= Deep Play (installation) =

2007 video installation by Harun Farocki

Deep Play is a 2007 twelve-screen video installation by German filmmaker and artist Harun Farocki. It uses footage and data from the 2006 FIFA World Cup final between France and Italy. The synchronized screens show the television broadcast alongside other views of the match, computer reconstructions and statistical analysis. It was first presented at documenta 12 in Kassel in 2007.

==Description==
The twelve channels each run for two hours and fifteen minutes and are shown in a loop. One source is the international television feed of the final. Others follow individual players and the coaches, show the area around Berlin's Olympic Stadium, or turn the game into diagrams and three-dimensional computer models. Statistical displays record information such as player movement, speed and possession.

The sound also comes from several sources. The television footage includes instructions from the broadcast director, while another part of the installation uses German police radio recorded during the match. Film scholar Hyeonseok Seo notes that most of the images were found footage, apart from material shot by Farocki and his team around the stadium.

Farocki said that he took the title from Clifford Geertz's writing on Balinese cockfighting, which he read while working on the installation. He considered using the German title of Geertz's book, Dichte Beschreibung ("thick description"), but felt that it would imply an interpretation of the material that he did not want to prescribe.

==Exhibitions==
Deep Play was first shown at documenta 12, where it occupied the entrance rotunda of the Fridericianum. A presentation at Greene Naftali in New York ran from January to February 2008.

The Northern Gallery for Contemporary Art in Sunderland showed the installation as part of AV Festival 08. The festival billed it as the work's UK premiere. It was also included in Re-enactments in Montreal and Machines & Souls: Digital Art and New Media at the Museo Nacional Centro de Arte Reina Sofía in Madrid.

A 2017 presentation at LiFE in Saint-Nazaire used a version of Deep Play from the collection of the Centre national des arts plastiques.

==Reception==
Reviewing documenta 12 for KUNSTFORUM International, Susanne Boecker focused on the difference between the familiar television broadcast and the material normally hidden behind it. She described the football match as a way of showing the contemporary production and presentation of moving images.

Alan Gilbert, reviewing the New York exhibition for The Village Voice, placed Deep Play within Farocki's interest in showing how media work.
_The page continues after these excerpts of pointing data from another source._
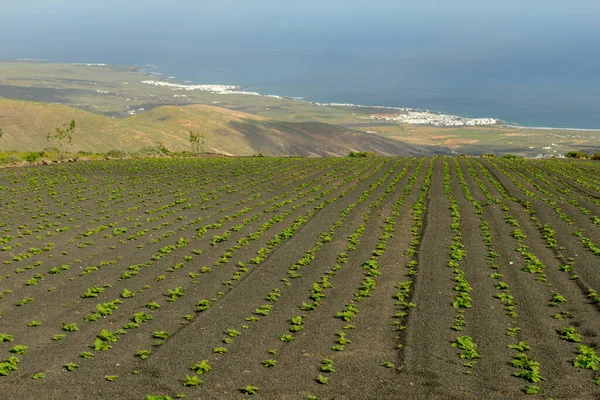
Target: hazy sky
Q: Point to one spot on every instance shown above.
(425, 28)
(500, 23)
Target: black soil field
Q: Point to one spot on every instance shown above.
(292, 278)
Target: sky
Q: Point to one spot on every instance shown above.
(499, 23)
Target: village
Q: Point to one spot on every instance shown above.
(426, 117)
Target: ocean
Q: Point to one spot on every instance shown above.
(533, 74)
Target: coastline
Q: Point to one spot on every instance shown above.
(162, 79)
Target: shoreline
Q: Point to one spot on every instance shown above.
(172, 81)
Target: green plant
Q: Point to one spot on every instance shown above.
(469, 348)
(71, 366)
(556, 299)
(587, 358)
(202, 367)
(249, 390)
(192, 381)
(531, 389)
(326, 365)
(143, 354)
(70, 327)
(514, 331)
(521, 346)
(270, 363)
(39, 375)
(286, 338)
(153, 305)
(19, 349)
(528, 369)
(4, 337)
(570, 334)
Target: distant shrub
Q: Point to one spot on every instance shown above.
(34, 155)
(10, 160)
(149, 151)
(576, 154)
(361, 154)
(116, 154)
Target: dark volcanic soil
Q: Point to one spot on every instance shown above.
(254, 261)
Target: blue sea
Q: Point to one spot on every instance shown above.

Gilbert noted that despite the amount of visual and statistical information in the installation, the technology could not explain Zinedine Zidane's headbutt during the final or the reactions that viewers brought to the match.

Sabine Niederer and Raymond Taudin Chabot discussed Deep Play as an example of a quantified event, in which the television image is shown alongside data measuring and reconstructing the same game. Seo concentrated on the systems behind the images, describing the installation in terms of the digital apparatus used to record, analyse, broadcast and reconfigure the event.